Ian started to drum, too, rock on rock. He and Cauac shared a bright grin, and Ian drummed harder.
Peter sat hunched and staring at his moving pictures, not even noticing the dance in front of him, showing no sign he felt the shifts in energy as the girls danced the gods near.
Ian smiled like he was sleeping with a woman.

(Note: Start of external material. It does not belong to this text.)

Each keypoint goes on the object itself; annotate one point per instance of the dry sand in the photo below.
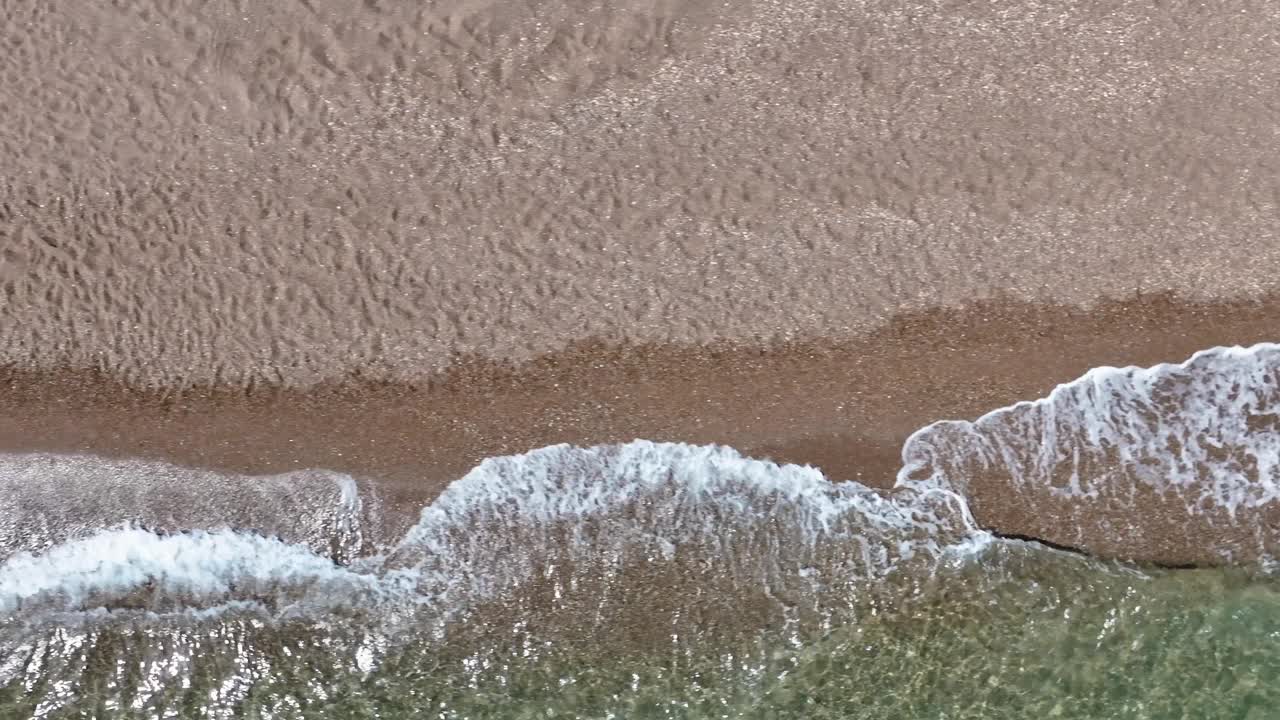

Cauac shifted the rock-drum to a different cadence and started to chant. Hun Kan heard him and picked up the pace. Both girls breathed hard. The late afternoon light turned their sweat gold. The gods were in them, of them, shining from their eyes.
They were beautiful.
The veil between now and then seemed to thin as they danced, as if they danced time open the way the Lords of Itzá did before the ball game. A dance of women balancing the dance of the men. Nothing showed this to his eyes, but it came in the scent of dry air in the breeze, the smell of corn soup cooking and a slight background noise that sounded like the laughter of slaves preparing for festival.
Finally, Hun Kan and Nixie collapsed, gasping, on the grass. He and Ian stopped on the same beat. Ian’s hand was bright red from holding the rock, and looking into his eyes, it seemed the gods might have visited him during the girls’ dance as well.
Cauac turned to compliment Hun Kan.
Nixie stared down at a bare patch of grass, one hand over her mouth.